Saturday, November 3, 2007

And then there's times...

That I feel mellow.

I went to Publix today to get my Thanksgiving stuff. I'd already baked 8 dozen butterscotch/pecan/oatmeal cookies this morning, and a pork butt was sitting in the oven while two loads of laundry were busily working away.
Everyone was rushing around pushing each other out of the way, shoving past and in front of each other. So... I walked. I held doors. I was soft spoken and polite and careful and even made nice comments to people - who were obviously completely floored. Apparently Saturday is the day to speed through grocery stores and parking lots so that one can bustle home again.

I was thinking...

There is a woman I know who always brags about her cooking; bakes and cooks and treats everyone to everything imaginable. Yet I have always found her food particularly tasteless and store-bought-flavored. The gentle nuances of basil or feta are apparently an unopened book to her. Dry and crusty are adjectives that come to mind when I think about her baked goods. Yet I would never try to compete with her, far less enlighten her, in her little world of make believe. She has no idea that people are simply being polite.She brags about her canned and packaged throw-togethers like they were truly remarkable creations, not even bothering to throw in a little real butter instead of the tasteless spreads or empty fat of shortening.

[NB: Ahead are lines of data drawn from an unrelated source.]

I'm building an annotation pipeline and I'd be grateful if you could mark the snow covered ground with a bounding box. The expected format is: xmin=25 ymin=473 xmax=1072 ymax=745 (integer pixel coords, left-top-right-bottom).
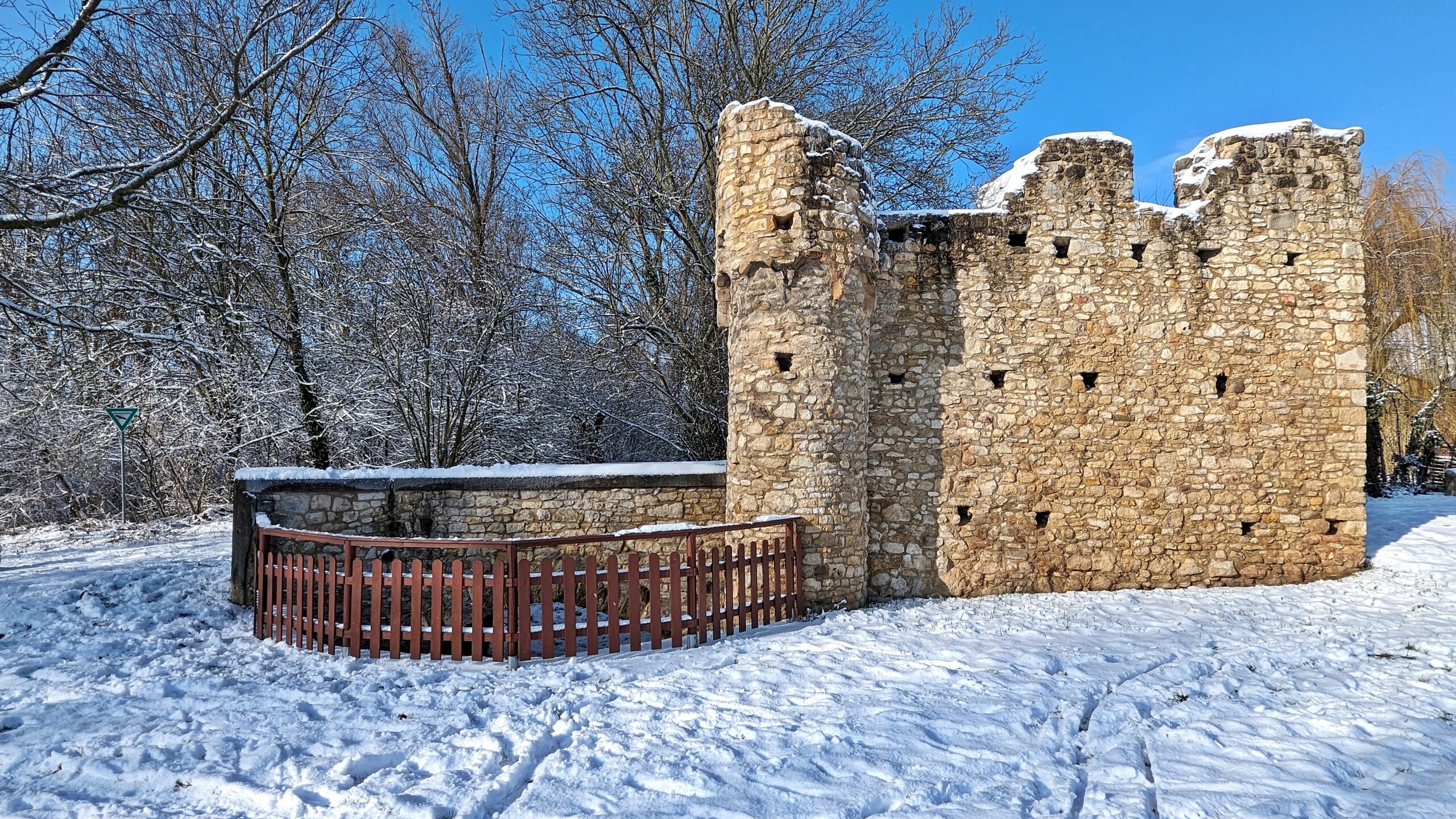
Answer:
xmin=0 ymin=495 xmax=1456 ymax=819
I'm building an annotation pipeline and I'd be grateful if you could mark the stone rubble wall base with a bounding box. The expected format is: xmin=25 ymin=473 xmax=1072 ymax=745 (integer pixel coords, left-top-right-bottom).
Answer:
xmin=231 ymin=475 xmax=723 ymax=605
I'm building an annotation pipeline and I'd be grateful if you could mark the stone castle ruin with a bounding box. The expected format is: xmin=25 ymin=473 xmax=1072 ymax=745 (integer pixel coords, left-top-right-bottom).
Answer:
xmin=717 ymin=99 xmax=1366 ymax=605
xmin=233 ymin=99 xmax=1366 ymax=607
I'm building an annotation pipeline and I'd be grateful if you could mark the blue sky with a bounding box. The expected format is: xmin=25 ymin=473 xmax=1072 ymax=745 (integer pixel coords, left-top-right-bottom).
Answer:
xmin=454 ymin=0 xmax=1456 ymax=201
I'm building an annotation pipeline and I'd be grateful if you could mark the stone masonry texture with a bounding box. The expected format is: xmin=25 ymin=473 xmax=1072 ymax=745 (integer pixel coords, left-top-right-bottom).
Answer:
xmin=717 ymin=101 xmax=1366 ymax=606
xmin=231 ymin=474 xmax=723 ymax=605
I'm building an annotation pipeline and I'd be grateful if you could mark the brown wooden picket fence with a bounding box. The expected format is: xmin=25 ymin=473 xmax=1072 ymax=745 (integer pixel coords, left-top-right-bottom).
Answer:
xmin=253 ymin=518 xmax=805 ymax=661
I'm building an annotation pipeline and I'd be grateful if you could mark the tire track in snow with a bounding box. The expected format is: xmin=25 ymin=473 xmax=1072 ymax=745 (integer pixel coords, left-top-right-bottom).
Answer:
xmin=1070 ymin=654 xmax=1178 ymax=819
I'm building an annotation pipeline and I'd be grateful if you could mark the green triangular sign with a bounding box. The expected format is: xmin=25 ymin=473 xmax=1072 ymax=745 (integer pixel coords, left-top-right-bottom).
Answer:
xmin=106 ymin=407 xmax=137 ymax=431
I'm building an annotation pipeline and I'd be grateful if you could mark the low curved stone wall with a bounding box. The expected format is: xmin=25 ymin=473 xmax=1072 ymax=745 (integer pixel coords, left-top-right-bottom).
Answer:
xmin=231 ymin=462 xmax=725 ymax=605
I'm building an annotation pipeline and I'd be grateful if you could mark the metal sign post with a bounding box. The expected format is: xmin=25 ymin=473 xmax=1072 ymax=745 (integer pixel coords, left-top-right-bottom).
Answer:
xmin=106 ymin=407 xmax=137 ymax=526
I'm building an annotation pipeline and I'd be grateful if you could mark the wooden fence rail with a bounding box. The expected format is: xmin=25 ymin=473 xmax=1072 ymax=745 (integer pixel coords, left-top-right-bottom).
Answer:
xmin=253 ymin=518 xmax=805 ymax=661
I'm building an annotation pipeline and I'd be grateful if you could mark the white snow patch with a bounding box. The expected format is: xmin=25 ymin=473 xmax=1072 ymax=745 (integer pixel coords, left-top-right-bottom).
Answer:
xmin=1134 ymin=200 xmax=1209 ymax=221
xmin=1041 ymin=131 xmax=1133 ymax=147
xmin=977 ymin=131 xmax=1133 ymax=212
xmin=977 ymin=147 xmax=1041 ymax=210
xmin=879 ymin=207 xmax=1006 ymax=218
xmin=719 ymin=96 xmax=865 ymax=151
xmin=234 ymin=461 xmax=728 ymax=481
xmin=1173 ymin=119 xmax=1362 ymax=188
xmin=0 ymin=495 xmax=1456 ymax=819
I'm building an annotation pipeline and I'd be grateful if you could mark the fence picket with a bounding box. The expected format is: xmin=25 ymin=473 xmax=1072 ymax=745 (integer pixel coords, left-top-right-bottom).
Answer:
xmin=515 ymin=558 xmax=531 ymax=663
xmin=448 ymin=560 xmax=465 ymax=660
xmin=753 ymin=541 xmax=770 ymax=625
xmin=425 ymin=560 xmax=445 ymax=660
xmin=400 ymin=558 xmax=425 ymax=660
xmin=491 ymin=558 xmax=505 ymax=663
xmin=708 ymin=547 xmax=723 ymax=640
xmin=584 ymin=555 xmax=601 ymax=656
xmin=287 ymin=554 xmax=303 ymax=647
xmin=369 ymin=558 xmax=384 ymax=657
xmin=607 ymin=555 xmax=622 ymax=654
xmin=323 ymin=555 xmax=339 ymax=654
xmin=540 ymin=557 xmax=556 ymax=660
xmin=303 ymin=555 xmax=317 ymax=650
xmin=626 ymin=552 xmax=642 ymax=651
xmin=647 ymin=552 xmax=663 ymax=648
xmin=738 ymin=541 xmax=751 ymax=631
xmin=561 ymin=555 xmax=577 ymax=657
xmin=470 ymin=560 xmax=485 ymax=663
xmin=379 ymin=558 xmax=405 ymax=660
xmin=667 ymin=552 xmax=692 ymax=648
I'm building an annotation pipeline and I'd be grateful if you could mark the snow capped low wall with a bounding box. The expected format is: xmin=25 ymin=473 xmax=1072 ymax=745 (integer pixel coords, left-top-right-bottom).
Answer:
xmin=715 ymin=101 xmax=1366 ymax=606
xmin=231 ymin=461 xmax=726 ymax=605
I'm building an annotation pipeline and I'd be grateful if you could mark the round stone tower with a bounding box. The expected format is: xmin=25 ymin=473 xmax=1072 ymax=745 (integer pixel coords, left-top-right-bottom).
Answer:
xmin=717 ymin=99 xmax=879 ymax=607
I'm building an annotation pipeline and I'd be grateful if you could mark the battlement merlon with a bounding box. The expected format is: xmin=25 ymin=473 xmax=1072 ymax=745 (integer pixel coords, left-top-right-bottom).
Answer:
xmin=977 ymin=119 xmax=1364 ymax=221
xmin=1173 ymin=119 xmax=1364 ymax=208
xmin=715 ymin=98 xmax=879 ymax=328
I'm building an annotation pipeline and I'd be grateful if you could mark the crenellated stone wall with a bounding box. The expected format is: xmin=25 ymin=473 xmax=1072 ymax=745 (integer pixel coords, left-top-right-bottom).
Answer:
xmin=718 ymin=101 xmax=876 ymax=606
xmin=718 ymin=101 xmax=1366 ymax=605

A friend of mine always says. "You can COOK?" in that incredulous voice. Yes I can. I've been cooking from scratch since I was 10, and picked out my mother's new stove when I was 12, because I was the one who knew how to use it. In our house, it was either learn to cook - or eat grossly unpalatable mush. Besides, cooking from scratch saves a ton of money, adds delicate flavors, and increases vitamin uptake - the reason we are supposed to eat to begin with. I simply don't ram my productions down everyone's throats - partly because getting it out the door before it's eaten is a challenge.

So as I was watching people bustling to and fro, trying to pick out this frozen pie or that one, or debating the pros and cons of this canned food or that, I thought about how these folks would suffer if there were no more microwaves or instant everything, or no fast food drive thrus. It made me quietly sad. So I bought two new window basil plants to cheer me up.